The success of a mall depends on the right mix of brands. Only perfect science of leasing can ensure that. Shashank Pathak, Director - Marketing & Leasing, Plaza Centers, India elaborates.

Retailer: How are mixed use projects utilised? What’s the usual ratio of space allocation for commercial and retail?

Shashank Pathak (SP): Mixed use projects gives leverage at planning level to utilise the best ratios of efficiencies. For example, optimum use of rentals with sold out units gives better control on the finances, at the same time, it gives good option to the planner to develop a tenant-owner proportions in finally developed properties. Certain situation calls for owning a certain percentage of property to gain at a later date, since the sold units gives a low equity option to the developer.

There is no set ratio. This completely depends on the location of the said property with a projection of the catchment for next five years, real estate growth, infrastructure and willingness of masses to visit the location.

Retailer: What are the basic parameters considered for framing the leasing strategy?  How do you ensure the interests of both the parties - the developer (lessor) as well as the tenants (lessees)?
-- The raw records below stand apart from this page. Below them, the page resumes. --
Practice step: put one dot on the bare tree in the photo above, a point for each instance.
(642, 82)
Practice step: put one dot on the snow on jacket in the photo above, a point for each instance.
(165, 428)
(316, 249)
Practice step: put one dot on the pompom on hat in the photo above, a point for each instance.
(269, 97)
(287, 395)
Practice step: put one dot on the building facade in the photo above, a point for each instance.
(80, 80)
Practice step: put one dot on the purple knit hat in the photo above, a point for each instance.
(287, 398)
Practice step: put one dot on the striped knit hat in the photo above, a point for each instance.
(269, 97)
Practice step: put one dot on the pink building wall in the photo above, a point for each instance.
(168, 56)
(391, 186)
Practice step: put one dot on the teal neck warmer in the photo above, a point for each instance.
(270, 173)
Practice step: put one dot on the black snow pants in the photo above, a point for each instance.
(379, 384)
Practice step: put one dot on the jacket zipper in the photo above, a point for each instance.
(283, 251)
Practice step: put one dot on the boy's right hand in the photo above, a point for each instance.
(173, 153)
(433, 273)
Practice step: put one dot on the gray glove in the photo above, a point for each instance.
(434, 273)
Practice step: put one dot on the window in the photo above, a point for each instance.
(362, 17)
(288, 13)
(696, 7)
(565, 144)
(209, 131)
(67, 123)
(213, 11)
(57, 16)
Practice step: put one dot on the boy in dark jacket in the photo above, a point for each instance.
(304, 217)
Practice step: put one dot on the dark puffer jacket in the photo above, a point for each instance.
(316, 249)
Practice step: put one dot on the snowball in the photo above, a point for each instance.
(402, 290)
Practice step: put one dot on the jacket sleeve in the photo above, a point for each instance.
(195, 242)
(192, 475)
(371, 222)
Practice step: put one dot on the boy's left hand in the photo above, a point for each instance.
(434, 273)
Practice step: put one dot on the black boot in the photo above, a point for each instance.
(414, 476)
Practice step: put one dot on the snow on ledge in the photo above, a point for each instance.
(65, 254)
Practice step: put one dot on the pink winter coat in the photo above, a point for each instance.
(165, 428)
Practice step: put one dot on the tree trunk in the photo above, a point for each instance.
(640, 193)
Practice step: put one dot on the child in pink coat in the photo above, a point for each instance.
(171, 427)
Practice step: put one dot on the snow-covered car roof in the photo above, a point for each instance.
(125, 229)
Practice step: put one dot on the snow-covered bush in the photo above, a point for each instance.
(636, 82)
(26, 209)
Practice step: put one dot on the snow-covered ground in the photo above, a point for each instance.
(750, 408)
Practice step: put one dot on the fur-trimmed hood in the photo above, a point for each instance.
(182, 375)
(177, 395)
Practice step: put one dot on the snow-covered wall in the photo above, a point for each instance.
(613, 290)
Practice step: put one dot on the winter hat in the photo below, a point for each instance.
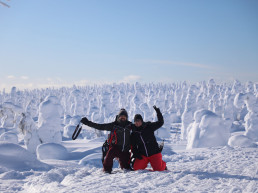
(122, 112)
(138, 117)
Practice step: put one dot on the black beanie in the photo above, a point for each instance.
(122, 112)
(138, 117)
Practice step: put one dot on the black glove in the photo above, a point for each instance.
(156, 108)
(85, 121)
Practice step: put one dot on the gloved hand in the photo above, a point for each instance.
(156, 108)
(84, 121)
(137, 155)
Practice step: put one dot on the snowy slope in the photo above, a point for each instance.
(221, 169)
(210, 135)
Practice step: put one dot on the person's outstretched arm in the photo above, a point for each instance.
(156, 125)
(105, 126)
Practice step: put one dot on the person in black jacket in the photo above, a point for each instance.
(144, 144)
(119, 140)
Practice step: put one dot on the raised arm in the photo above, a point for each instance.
(105, 126)
(156, 125)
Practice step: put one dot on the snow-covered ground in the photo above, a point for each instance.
(210, 135)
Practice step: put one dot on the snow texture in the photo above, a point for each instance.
(210, 135)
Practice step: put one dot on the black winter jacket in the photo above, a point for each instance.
(120, 133)
(143, 139)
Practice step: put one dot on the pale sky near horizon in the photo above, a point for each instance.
(61, 42)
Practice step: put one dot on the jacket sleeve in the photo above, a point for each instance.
(105, 126)
(156, 125)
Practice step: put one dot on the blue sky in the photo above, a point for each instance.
(61, 42)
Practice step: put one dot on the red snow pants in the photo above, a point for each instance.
(113, 152)
(155, 160)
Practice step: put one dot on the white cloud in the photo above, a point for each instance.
(131, 78)
(168, 62)
(10, 77)
(24, 77)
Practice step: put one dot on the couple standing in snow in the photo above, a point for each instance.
(124, 135)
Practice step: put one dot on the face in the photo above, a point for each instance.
(138, 123)
(122, 118)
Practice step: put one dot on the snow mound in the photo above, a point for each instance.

SP: While framing the leasing strategy, a lot of developers fail to relate to the monetary value of the mall to the projected image of the mall. An ambitious list of brands targeted for the mall, and blindly following the list leads to financial chaos – leading to problems on long term for mall managers. I always study the brand, visit the recently launched store, study positioning changes in the last three years, find about the people behind the planning before I actually pitch the mall and the location for any brands. It’s not always a successful story but a genuine effort always wins. I do compromise, as everyone, to get a brand in the mall but not every time if it is not a win-win situation. It has to make sense to end-users and the brand both – developer is the owner of the property and has to be a constant evaluator of each brand’s performance as much as brands themselves.

Retailer: For retail space, how do you design the tenant mix? Could you please elaborate on how floors work as one important determinant?

SP: Tenant mix is extremely important for quickness of leasing. Firstly, the bouquets of anchors have to be handpicked which usually have very high level of understanding of each and every retail space being developed in the country today. Anchors have clear understanding of their target catchment and lead the tenant mix process by accepting a property. For a leasing manager – prior to developing a tenant mix, it is important to decide the category percentage which eventually leads to tenant mix.  Each category has all levels of brands and mixing of potential brands for the success of mall is of prime important. It’s necessary to design a tenant mix which caters to all those who walk in to your mall. From high fashion to mid to a certain percentage of affordable fashion will lead to a mall’s success but word of caution is not to scatter them across but to cluster them in certain areas.

Floor indexing depends on zoning, categorisation, tenant mix, and most important, flow of the traffic. Higher floors do not represent affordability but the way we have planned the zoning. Entertainment, food, impulse purchases, services all need to be spread across. I have seen malls across the globe where food court is in basement and high fashion is on higher floors, which are working wonders.